Eating avocado has a surprising effect on belly fat, but only in women

A newly published study reveals that avocado may be more than a tasty treat on a slice of toast. The researchers found that eating an avocado every day triggered a redistribution in belly fat that reduced one's risk of certain metabolic diseases like type-2 diabetes. The catch? The beneficial changes were only observed in the female participants.

The study, which comes from the University of Illinois at Urbana-Champaign, involved 105 overweight and obese adults who were assigned to two groups.
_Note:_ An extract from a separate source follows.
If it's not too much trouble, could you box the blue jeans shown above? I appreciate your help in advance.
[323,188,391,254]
One group of participants were given meals that included an avocado for dinner; the other group was given a very similar meal, but without the avocado.

The participants consumed their respective dinners for 12 weeks, after which point the researchers compared their abdominal fat distribution with the measurements taken before the specific diet was started. Though the non-avocado group hadn't experienced any changes, the group given an avocado daily for dinner experienced beneficial belly fat redistribution.

The change, which involved the ratio of visceral fat versus subcutaneous fat shifting in favor of subcutaneous fat, was only observed in the female participants. Males who participated in the study didn't experience the same reduction in visceral fat, which accumulates around organs and is associated with big increases in various disease risks.

The daily avocado didn't have an impact on glucose tolerance in any of the participants, however. Regardless, the findings show that avocado may be a simple way for people to reduce the risks associated with visceral fat, particularly women.